B. Chronic—Prevention

• Retinopathy: Regular screening, glycemic and BP control.
• Nephropathy: BP control (ACE/ARB), glycemic control.
• Neuropathy: Glycemic control, pain control as needed.
• Macrovascular: Aggressive CV risk factor management (BP, lipids, antiplatelets).

XI. Diabetes in Special Populations

• Pregnancy: Insulin is gold standard; oral agents generally avoided.
• Children: T1DM common; use basal–bolus strategies.
• CKD: Dose adjust most oral agents; avoid metformin if GFR<30.
• Elderly: Avoid tight target, sulfonylureas if high hypoglycemia risk.
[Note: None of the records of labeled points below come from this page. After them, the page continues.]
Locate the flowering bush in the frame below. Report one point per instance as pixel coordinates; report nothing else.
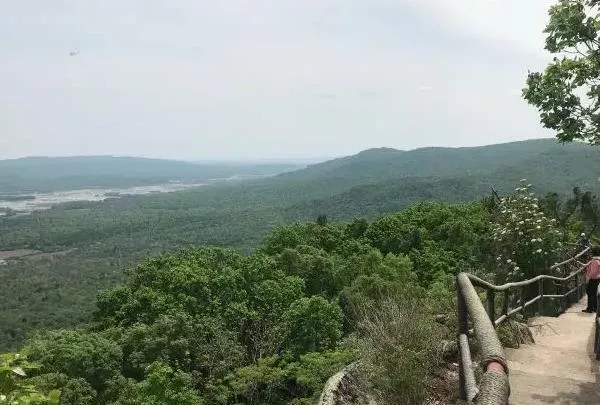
(527, 242)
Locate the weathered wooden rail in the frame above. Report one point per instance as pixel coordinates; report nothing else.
(494, 385)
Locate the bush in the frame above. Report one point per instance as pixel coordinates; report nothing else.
(399, 349)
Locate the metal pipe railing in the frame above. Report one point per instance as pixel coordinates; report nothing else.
(494, 386)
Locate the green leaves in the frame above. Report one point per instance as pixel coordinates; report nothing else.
(566, 94)
(16, 389)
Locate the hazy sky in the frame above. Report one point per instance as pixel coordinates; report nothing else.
(264, 78)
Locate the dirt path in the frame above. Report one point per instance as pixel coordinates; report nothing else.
(560, 368)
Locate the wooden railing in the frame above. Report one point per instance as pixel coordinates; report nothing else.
(494, 386)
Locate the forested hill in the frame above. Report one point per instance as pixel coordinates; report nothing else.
(545, 162)
(44, 174)
(97, 240)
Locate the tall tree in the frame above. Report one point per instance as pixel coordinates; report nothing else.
(567, 93)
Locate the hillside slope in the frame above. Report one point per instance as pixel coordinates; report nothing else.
(103, 238)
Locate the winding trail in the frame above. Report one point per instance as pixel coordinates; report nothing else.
(560, 368)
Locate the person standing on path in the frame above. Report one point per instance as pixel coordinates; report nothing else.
(592, 276)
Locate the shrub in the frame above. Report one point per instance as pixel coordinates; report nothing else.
(399, 349)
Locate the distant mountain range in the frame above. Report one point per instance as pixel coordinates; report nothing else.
(44, 174)
(372, 181)
(381, 180)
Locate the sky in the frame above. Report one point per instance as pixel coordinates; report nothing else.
(264, 79)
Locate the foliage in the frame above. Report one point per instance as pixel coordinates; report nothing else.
(527, 241)
(162, 386)
(580, 213)
(221, 327)
(399, 350)
(15, 388)
(567, 93)
(86, 245)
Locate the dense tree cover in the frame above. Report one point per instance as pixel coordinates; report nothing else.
(567, 93)
(104, 237)
(212, 325)
(527, 241)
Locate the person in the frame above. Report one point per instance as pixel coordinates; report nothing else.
(583, 244)
(592, 276)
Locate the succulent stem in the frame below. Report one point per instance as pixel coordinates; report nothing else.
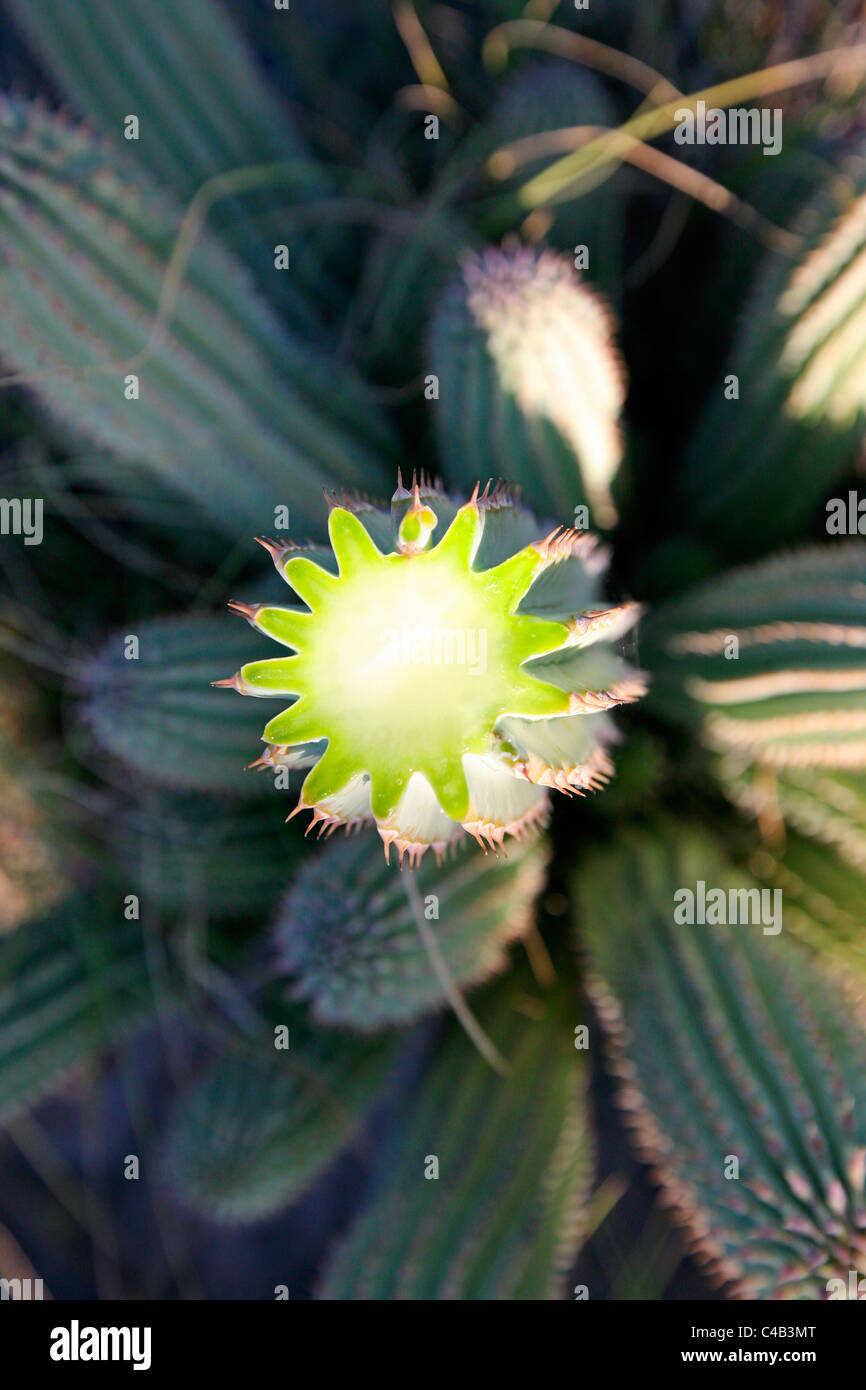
(463, 1014)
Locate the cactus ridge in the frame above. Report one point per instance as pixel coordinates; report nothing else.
(448, 762)
(801, 367)
(224, 389)
(68, 990)
(794, 692)
(273, 1121)
(530, 381)
(730, 1044)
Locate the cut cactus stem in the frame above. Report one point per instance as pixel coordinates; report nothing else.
(434, 694)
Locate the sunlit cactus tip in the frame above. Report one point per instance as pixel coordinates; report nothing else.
(444, 680)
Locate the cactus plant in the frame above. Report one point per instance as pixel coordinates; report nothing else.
(224, 388)
(801, 384)
(273, 1122)
(346, 238)
(770, 662)
(67, 993)
(517, 1153)
(738, 1070)
(530, 382)
(356, 957)
(458, 704)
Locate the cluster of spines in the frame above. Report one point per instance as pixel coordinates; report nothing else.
(793, 691)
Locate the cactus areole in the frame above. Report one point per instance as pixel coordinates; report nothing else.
(444, 681)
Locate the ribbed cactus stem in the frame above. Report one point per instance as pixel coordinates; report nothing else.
(530, 381)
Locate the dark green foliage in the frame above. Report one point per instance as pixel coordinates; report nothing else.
(71, 983)
(202, 106)
(159, 715)
(730, 1044)
(231, 402)
(769, 660)
(355, 952)
(433, 317)
(761, 464)
(530, 382)
(260, 1123)
(505, 1216)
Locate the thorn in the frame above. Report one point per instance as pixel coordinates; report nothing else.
(274, 548)
(401, 495)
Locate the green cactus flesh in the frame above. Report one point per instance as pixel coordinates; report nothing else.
(451, 694)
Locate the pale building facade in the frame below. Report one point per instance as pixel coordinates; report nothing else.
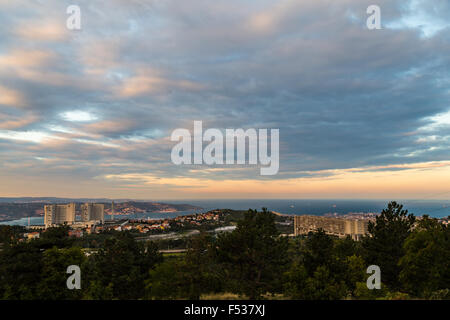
(340, 227)
(93, 212)
(58, 214)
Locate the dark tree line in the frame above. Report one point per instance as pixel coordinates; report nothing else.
(253, 262)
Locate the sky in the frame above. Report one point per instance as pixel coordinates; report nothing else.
(89, 113)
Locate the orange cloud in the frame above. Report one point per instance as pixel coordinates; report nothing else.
(415, 181)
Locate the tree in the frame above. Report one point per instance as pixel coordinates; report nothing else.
(54, 266)
(253, 257)
(426, 263)
(122, 266)
(20, 271)
(201, 269)
(384, 246)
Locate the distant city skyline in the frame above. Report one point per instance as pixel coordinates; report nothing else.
(362, 114)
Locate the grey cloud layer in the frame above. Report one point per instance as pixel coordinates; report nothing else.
(342, 96)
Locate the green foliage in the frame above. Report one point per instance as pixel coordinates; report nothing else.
(54, 266)
(425, 265)
(253, 257)
(253, 261)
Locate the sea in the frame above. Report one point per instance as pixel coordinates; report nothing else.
(434, 208)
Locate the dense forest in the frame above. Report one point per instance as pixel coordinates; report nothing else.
(252, 262)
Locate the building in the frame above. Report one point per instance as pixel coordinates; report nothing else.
(340, 227)
(58, 214)
(93, 212)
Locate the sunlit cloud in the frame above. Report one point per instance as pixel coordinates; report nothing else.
(78, 116)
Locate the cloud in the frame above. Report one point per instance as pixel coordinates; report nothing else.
(11, 97)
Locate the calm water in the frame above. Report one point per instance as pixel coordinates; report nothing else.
(434, 208)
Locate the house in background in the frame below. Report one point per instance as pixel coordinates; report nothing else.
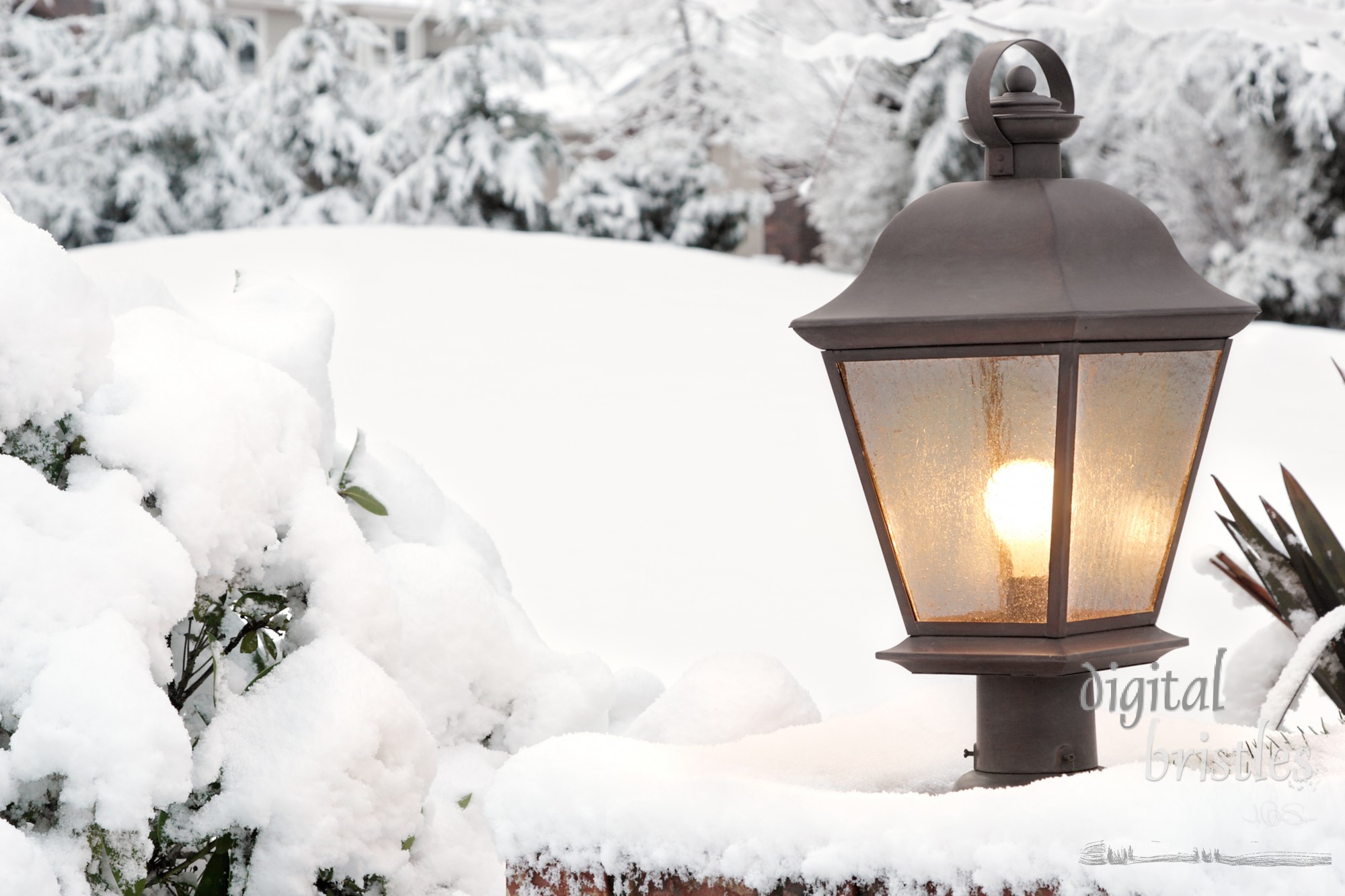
(408, 29)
XII. Patient Education and Self-Management

• Nutrition and carbohydrate counting (especially in T1DM).
• Insulin administration and hypoglycemia recognition.
• Infection prevention, foot care, regular monitoring.
• Sick-day rules.

XIII. Future Directions

• Closed-loop insulin delivery (“artificial pancreas”)
• Beta-cell replacement and regenerative therapies
• Oral GLP-1 agonists, new co-formulations, gene editing prospects

XIV. Tables

Table A: Drug Classes for T2DM

XV. Key Learning Points

• Diabetes is a multifactorial chronic disease—manage BOTH glycemic and holistic cardiometabolic risk.
• Pharmacological therapy individualized for efficacy, risk, comorbidity, age, patient preference.
• Lifestyle interventions and self-management are always foundational.
• Frequent monitoring and complication screening is key for morbidity and mortality reduction.
• Newer agents provide not only glucose control but CV/renal protection—should be prioritized in high-risk patients.

XVI. References

1. Brunton LL, Hilal-Dandan R, Knollmann BC, eds. Goodman & Gilman’s The Pharmacological Basis of Therapeutics. 13th ed. New York: McGraw-Hill; 2017. Diabetes mellitus and management.
2. Katzung BG, Trevor AJ. Basic & Clinical Pharmacology. 15th ed. McGraw-Hill; 2022. Insulin & oral hypoglycemic agents.
3. Ritter JM, Flower R, Henderson G, et al. Rang & Dale’s Pharmacology. 10th ed. London: Elsevier; 2023. Antidiabetic drugs.